India’s growth rate – is it rapid enough? Feb 2019

Just three weeks before 29 February, when the Modi government will present its second full year budget, the Central Statistics Office has released its projections of GDP growth for the current fiscal year. Its verdict? The Indian economy will attain a growth rate of 7.6 percent. Given the relatively disappointing third quarter results of 7.3 percent, it presupposes that GDP in the last quarter (the present quarter) will grow by 7.8 percent.

India will be the fastest growing big economy in the world if these predictions hold water. It will outperform China, whose growth for 2015 will stop at only (for them) 6.9 percent, the lowest since 1990.

Non-agricultural growth rates in India did reach the impressive figure of 9.2 percent in the third quarter of this fiscal year. These growth figures will make it easier for Finance Minister Arun Jaitley to resist pressure to abandon the fiscal deficit target of 3.5 percent, down from 3.9 percent, in the present fiscal year—a move that the head of the Central Bank (RBI), Raghuram Rajan, has been strongly urging Jaitley to resist.

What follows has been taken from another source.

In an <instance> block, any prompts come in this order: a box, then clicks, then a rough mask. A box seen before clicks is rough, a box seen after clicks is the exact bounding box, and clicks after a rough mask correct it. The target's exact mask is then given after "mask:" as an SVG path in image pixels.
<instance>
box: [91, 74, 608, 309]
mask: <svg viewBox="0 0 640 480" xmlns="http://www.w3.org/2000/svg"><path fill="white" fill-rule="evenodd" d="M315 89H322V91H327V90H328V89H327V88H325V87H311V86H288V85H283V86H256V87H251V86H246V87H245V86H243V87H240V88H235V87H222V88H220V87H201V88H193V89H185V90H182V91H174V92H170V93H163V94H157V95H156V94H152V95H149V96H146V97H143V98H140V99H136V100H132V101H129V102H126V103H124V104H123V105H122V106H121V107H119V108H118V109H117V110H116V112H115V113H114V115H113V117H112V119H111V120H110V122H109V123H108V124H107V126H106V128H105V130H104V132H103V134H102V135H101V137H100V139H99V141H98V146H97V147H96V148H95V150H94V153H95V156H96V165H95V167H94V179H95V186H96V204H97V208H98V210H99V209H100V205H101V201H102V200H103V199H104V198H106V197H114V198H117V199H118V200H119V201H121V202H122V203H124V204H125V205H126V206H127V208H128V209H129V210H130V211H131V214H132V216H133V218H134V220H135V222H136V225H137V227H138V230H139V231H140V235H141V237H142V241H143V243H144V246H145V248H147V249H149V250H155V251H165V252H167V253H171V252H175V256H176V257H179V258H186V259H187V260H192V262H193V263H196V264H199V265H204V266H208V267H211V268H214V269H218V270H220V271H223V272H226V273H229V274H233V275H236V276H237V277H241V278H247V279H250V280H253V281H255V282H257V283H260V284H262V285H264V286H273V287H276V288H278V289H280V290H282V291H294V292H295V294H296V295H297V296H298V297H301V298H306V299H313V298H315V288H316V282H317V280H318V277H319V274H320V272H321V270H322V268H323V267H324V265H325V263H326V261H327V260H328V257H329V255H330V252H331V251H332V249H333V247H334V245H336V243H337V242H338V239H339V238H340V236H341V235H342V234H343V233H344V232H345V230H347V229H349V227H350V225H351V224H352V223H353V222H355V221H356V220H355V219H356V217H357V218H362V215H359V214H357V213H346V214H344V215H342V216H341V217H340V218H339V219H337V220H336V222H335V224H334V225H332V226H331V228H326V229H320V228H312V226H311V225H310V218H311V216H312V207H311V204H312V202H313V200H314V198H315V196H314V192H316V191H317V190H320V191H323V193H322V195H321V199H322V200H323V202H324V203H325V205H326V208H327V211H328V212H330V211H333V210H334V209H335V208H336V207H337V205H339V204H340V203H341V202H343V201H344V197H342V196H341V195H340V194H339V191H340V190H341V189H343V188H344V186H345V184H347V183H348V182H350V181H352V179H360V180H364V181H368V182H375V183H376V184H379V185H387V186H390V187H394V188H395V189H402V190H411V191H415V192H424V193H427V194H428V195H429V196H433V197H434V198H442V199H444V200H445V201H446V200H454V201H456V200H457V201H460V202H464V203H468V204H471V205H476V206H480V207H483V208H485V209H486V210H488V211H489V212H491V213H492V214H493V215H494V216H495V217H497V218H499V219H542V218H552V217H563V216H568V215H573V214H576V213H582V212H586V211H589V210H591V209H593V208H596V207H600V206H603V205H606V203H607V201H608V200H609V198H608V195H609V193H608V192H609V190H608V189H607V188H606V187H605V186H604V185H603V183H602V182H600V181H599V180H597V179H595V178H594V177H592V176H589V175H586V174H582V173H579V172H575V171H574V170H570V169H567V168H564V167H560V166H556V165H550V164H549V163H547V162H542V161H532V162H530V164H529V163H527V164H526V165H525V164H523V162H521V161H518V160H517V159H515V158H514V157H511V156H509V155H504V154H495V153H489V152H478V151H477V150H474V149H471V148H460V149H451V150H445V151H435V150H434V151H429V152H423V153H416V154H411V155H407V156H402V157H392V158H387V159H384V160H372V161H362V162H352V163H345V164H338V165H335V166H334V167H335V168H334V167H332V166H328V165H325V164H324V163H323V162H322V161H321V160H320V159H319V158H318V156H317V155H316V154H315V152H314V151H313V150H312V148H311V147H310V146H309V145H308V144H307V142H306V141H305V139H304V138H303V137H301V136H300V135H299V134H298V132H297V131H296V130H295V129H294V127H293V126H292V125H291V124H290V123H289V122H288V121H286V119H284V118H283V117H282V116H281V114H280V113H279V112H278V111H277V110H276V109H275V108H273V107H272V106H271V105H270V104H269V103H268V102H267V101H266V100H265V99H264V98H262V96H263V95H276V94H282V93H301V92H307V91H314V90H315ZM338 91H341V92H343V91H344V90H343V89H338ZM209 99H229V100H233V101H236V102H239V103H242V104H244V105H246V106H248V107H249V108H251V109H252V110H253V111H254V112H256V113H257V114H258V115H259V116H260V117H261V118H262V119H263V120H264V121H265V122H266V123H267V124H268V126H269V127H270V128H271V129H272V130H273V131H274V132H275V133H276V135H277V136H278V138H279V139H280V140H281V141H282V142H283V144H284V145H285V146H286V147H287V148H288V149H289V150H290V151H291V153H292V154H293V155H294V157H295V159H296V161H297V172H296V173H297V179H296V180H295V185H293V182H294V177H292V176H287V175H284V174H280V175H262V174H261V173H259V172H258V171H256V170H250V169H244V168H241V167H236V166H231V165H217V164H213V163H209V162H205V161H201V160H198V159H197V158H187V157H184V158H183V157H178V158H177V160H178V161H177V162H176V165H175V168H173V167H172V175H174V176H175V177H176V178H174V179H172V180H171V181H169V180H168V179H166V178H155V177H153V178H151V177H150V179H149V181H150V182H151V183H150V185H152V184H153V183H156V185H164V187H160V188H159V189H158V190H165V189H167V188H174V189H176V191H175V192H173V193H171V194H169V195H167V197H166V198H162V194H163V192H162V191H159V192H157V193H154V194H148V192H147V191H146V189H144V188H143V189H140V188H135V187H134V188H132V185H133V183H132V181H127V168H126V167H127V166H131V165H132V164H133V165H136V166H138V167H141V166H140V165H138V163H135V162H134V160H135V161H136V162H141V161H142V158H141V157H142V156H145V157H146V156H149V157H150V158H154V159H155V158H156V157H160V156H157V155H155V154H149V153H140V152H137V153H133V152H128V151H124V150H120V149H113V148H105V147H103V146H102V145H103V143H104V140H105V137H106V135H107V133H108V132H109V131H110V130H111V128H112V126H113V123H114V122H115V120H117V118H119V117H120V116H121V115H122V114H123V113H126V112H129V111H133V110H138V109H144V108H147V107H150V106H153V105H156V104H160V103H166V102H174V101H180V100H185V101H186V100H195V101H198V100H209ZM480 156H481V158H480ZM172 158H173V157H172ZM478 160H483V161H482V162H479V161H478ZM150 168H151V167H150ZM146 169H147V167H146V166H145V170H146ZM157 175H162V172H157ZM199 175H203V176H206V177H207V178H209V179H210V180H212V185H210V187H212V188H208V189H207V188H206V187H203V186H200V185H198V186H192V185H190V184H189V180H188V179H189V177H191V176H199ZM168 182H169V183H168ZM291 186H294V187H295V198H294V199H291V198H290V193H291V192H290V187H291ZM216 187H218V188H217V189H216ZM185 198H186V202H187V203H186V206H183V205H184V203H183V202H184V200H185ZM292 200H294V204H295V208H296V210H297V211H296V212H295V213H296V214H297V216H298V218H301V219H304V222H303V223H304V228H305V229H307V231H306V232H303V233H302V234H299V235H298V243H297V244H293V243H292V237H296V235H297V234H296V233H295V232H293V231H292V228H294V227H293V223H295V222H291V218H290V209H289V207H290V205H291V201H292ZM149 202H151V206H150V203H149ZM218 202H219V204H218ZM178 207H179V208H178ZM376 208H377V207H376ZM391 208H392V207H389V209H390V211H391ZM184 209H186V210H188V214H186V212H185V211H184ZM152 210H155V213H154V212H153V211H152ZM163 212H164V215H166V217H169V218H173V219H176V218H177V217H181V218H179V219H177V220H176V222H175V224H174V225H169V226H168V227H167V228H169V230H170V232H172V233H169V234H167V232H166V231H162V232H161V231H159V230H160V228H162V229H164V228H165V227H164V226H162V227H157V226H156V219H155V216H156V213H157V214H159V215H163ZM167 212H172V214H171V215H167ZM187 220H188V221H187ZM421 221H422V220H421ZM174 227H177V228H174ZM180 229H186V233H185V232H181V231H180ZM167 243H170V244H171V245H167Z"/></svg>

Still, both Jaitley and Prime Minister Modi have stressed the need for the budget for FY 2016-2017 to stimulate growth and employment. The only path left for them, excluding more fiscal stimuli, is to forcefully continue with structural reforms.

That is easier said, but how will it be done? The most acute candidate for structural reform—to create a nationwide indirect tax, GST—seems to be totally stuck in Parliament. Labour market reform, also a very urgent candidate for action, has been outsourced to the state governments to take care of, since there was no success in sight for this reform in Parliament.

What would the prospects then be for other necessary reforms if the present stance of the Congress party prevails in not letting any Modi government reform proposals through the upper house, where Congress still has a large say? This seems especially tricky since the BJP appears to lack the skills to manage Parliament proceedings.

On top of this, indicators such as credit growth, especially to the corporate sector, electricity consumption, transport sector growth, foreign trade and corporate profits are not showing very positive figures. GDP projections alone are, therefore, not very robust indicators of where an economy is headed.

The respected media commentator TN Ninan concluded recently that India is treading water, not swimming forward in the direction and speed needed.

Given this fragile situation, it will be exciting to see what Modi/Jaitley will come up with in the budget presentation on 29 February. Will new bold structural reforms be presented? Will the Modi government make the efforts necessary to get proposals accepted by the opposition in the upper house?

With 12 to 14 million new entrants in the labour market each year, stronger economic growth and job creation must be at the absolute forefront of their endeavours. Since all reforms take time to have an effect in real life, the time for Modi to take bold steps has started ticking. It is not to be taken for granted that he can wait to take these steps, if he wants to win in 2019.